LSF can be used by setting up a LSF job submission script matching the job requirements specified in the slurm job submission script and setting the array configuration line to #BSUB -J arrayJob[1-2230:200]
and replacing the ${SLURM_ARRAY_TASK_ID}
variable with ${LSB_JOBINDEX}
.
The ASCAT.sc scatter-gather array can be run without a job management software. The slow solution is to implement the ASCAT.sc array job as a for loop;
for i in `seq 1 2230`; do
Rscript scripts/ASCAT.on.celllines_fixed_purity.R $i;
done
A faster implementation, if xargs is available, is to run jobs in parallel though you should monitor resource usage carefully as this will start multiple R instances;
seq 1 2230 | xargs -n 1 -P 100 -I {} bash -c 'scripts/ASCAT.on.celllines_fixed_purity.R {}'
Where -P N
is the number of concurrent jobs.
Rscript scripts/get_ploidy_purity.R
Rscript scripts/get_sc_ploidy_purity.R
or slurm-specific
sbatch sbatch_get_ploidy_purity
sbatch sbatch_get_sc_ploidy_purity
Rscript scripts/generate_unrounded_sc_fixedPurity_tCN_file.R
Rscript scripts/plot_summarised_segData.R
slurm-specific
sbatch sbatch_plot_summarised_segData
Inspect the copy number profile plots and statistics generated in the previous steps and update the cell_fit_qc_table.tsv
file to include or exclude samples using a TRUE
or FALSE
boolean in the use
column.
Regenerate the unrounded segment file which now uses the cell_fit_qc_table.tsv
to remove unwanted samples.
Rscript scripts/generate_unrounded_sc_fixedPurity_tCN_file.R
slurm-specific
sbatch sbatch_genPanCanSigs
or
Rscript scripts/quantify_signatures.R
The final output is a RDS object
called cellLine_signature_data.rds
which contains the CINSignatureQuantification object containing the signatures. A matrix of the threshold-corrected cell line by signature exposure is also written to the same directory.

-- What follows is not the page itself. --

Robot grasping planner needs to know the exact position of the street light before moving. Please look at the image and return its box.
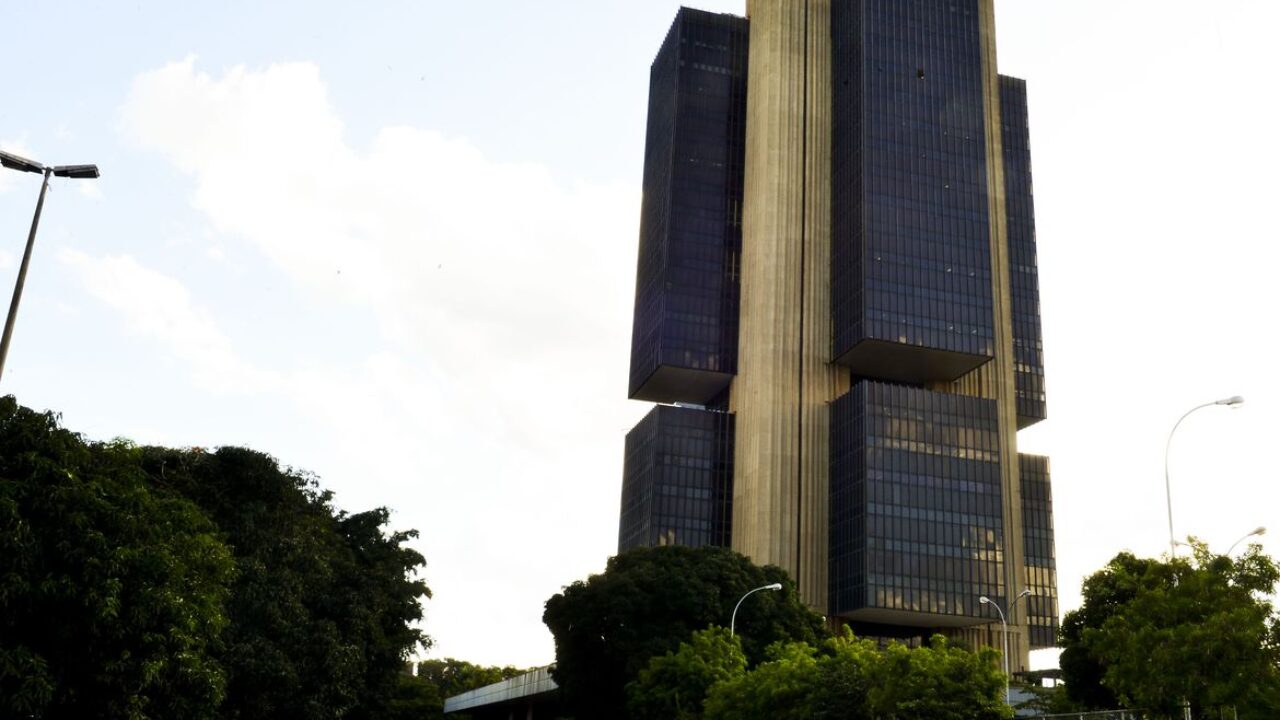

The contents of this repository are copyright (c) 2022, University of Cambridge and Spanish National Cancer Research Centre (CNIO).
The contents of this repository are published and distributed under the GAP Available Source License v1.0 (ASL).
The contents of this repository are distributed in the hope that it will be useful for non-commercial academic research, but WITHOUT ANY WARRANTY; without even the implied warranty of MERCHANTABILITY or FITNESS FOR A PARTICULAR PURPOSE. See the ASL for more details.
The methods implemented in the code are the subject of pending patent application GB 2114203.9.
Any commercial use of this code is prohibited.